Gender inequity is a devastating reality that is shaped by stories – stories of girls stripped of their dreams for education and a career by teen pregnancy or early marriage, stories of women threatened and harassed because of their audacity to run for office, stories of families torn apart because of societal pressures to “keep women and girls in their place”. As the world gears up to renew its commitment to gender equity by celebrating International Women’s Day, Women and Girls Lead Global (WGLG) continues its efforts to change the way women’s stories are told and received.
WGLG is driven by the belief that storytelling is a fundamental way in which we can trigger change. In a world where women are objectified and disempowered in popular media every day, WGLG endeavors to shift the way people experience media and storytelling. The powerful character-driven documentaries we share with audiences around the world are a unique and empowering form of media that brings women and girls’ stories of struggle and triumph into the foreground. From two Ethiopian girls who aspire to be Olympic runners, to a powerful Kenyan leader who starts a revolution with a thousand seeds, to a group of grandmothers who travel to India from across the globe to train as engineers, these true stories of hope have allowed us to make a meaningful impact in communities in the United States, India, Jordan, Bangladesh, Peru and Kenya.

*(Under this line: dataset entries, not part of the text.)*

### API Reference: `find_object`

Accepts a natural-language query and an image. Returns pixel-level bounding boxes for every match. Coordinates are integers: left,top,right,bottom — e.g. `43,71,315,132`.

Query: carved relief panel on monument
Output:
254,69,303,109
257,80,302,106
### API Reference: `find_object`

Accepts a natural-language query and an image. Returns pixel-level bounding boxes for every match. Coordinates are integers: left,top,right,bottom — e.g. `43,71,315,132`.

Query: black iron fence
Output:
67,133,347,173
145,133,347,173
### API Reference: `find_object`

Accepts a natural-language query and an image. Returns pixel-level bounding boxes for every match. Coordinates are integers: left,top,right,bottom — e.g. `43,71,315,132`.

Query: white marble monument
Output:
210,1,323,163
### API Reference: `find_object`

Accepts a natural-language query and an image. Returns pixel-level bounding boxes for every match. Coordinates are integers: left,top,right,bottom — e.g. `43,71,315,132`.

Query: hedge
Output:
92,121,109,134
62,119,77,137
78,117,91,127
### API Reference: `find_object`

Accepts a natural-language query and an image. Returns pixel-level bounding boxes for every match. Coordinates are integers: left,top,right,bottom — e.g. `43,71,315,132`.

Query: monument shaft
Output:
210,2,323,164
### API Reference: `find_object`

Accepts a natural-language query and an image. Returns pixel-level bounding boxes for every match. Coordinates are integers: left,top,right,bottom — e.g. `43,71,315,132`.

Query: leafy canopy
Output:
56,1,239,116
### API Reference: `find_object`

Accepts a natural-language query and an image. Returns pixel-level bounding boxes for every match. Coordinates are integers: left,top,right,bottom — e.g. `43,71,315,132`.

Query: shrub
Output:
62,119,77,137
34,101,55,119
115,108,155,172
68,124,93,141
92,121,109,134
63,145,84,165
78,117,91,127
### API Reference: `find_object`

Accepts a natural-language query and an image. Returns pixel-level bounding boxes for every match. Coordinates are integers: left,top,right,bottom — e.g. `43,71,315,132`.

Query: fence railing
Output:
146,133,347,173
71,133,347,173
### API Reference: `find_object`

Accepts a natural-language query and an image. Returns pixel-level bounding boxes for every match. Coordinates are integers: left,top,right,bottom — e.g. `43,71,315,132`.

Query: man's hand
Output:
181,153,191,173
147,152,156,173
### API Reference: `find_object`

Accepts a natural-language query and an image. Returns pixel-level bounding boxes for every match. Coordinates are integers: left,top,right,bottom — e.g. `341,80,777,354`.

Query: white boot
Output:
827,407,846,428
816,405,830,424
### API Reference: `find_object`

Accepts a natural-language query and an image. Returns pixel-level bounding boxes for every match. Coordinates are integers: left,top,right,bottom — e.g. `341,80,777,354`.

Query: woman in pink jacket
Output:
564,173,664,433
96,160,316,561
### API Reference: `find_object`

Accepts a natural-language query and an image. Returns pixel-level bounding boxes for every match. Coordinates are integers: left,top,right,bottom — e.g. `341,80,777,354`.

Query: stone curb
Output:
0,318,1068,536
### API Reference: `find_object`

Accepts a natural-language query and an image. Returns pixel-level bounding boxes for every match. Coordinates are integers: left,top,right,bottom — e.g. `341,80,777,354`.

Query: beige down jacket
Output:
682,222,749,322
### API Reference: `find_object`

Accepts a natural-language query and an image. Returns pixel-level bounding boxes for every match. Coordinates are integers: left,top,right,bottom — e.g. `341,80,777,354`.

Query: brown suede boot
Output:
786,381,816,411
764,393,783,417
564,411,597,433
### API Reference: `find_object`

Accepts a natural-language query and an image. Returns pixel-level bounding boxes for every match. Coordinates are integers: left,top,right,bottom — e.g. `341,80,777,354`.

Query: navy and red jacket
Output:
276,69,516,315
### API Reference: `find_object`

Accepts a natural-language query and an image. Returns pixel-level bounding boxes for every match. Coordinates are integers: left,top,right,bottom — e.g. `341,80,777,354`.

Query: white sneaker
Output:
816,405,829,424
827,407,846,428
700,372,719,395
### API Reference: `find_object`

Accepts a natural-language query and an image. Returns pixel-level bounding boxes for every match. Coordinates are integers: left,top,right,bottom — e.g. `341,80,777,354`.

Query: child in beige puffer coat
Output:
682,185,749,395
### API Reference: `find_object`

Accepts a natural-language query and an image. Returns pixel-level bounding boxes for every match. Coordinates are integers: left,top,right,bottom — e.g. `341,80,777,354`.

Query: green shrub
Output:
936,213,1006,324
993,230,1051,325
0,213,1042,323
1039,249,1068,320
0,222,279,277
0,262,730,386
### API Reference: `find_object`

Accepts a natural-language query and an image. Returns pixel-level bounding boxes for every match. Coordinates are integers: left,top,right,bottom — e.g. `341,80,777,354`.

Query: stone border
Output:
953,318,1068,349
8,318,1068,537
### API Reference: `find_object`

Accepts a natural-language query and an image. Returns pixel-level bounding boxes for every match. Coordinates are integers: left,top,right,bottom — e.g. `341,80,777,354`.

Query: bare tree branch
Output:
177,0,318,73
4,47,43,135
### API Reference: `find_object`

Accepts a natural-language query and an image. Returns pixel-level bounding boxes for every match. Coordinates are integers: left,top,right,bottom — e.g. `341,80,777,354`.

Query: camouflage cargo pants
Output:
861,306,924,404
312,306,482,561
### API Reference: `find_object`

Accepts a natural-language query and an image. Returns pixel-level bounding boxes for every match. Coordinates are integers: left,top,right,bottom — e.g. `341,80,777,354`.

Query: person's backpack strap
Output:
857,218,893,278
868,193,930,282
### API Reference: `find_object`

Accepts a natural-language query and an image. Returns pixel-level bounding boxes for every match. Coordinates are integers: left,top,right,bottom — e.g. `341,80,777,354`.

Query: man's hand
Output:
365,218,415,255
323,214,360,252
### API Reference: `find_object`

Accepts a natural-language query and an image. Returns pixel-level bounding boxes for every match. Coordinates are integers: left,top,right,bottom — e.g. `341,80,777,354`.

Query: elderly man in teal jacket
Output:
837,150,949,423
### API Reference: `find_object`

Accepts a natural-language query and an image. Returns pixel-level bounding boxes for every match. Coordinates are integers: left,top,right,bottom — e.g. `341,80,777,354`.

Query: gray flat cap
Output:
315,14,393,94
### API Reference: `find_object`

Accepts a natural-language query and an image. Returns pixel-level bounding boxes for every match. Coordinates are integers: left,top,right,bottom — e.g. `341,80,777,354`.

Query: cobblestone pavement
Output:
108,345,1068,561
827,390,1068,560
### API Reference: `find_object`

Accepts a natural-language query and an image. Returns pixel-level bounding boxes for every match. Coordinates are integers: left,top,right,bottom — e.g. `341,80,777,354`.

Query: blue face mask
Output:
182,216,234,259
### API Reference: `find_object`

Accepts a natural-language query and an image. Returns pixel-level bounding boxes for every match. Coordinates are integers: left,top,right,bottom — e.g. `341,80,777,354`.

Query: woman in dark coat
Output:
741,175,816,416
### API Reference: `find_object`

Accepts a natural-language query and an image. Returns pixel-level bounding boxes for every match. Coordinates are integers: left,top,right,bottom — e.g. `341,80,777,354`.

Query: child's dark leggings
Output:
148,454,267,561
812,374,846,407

A combination of film screenings and community-based partnerships have allowed us to introduce reproductive health education in 65 classrooms across Peru, reach 2.7 million television viewers and 2.3 million radio listeners with stories of strong women leaders in Kenya, help 28 young people in Jordan to reach thousands of online viewers with their self-produced films about gender discrimination, generate more than 100 community-designed gender equality solutions in India, and partner with 365 schools to introduce girl-centric improvements in Bangladesh. In light of these outcomes, it has never been clearer to us that storytelling has real-world impact. Films not only show us the world we live in, but they can help us construct another world.
One of the many success stories comes out of Jordan. After hearing about women’s film clubs in another neighborhood, one woman offered up her own home to host film screenings for family, friends and neighbors. She was driven by her desire to raise awareness about gender-based violence and women’s empowerment. Inspired by the stories in the films, she has since rented a small shop where she offers handicrafts training to women who want to improve their standard of living. She already has 10 trainees and hopes to expand her workshop to sell their handcrafted products.
So, as governments across the world commit to “Planet 50-50 by 2030: Step It Up for Gender Equality”, to address the various barriers that stand in the way of women and girls, WGLG renews its own commitment to bridging the gender equality gap through the power of stories. Every day, around the world, WGLG will continue empowering grassroots partners to use films as a catalyst for meaningful conversations, a window to a world of possibilities, and a spark for critical changes that make women and girls safer, healthier, and more successful in their homes and communities.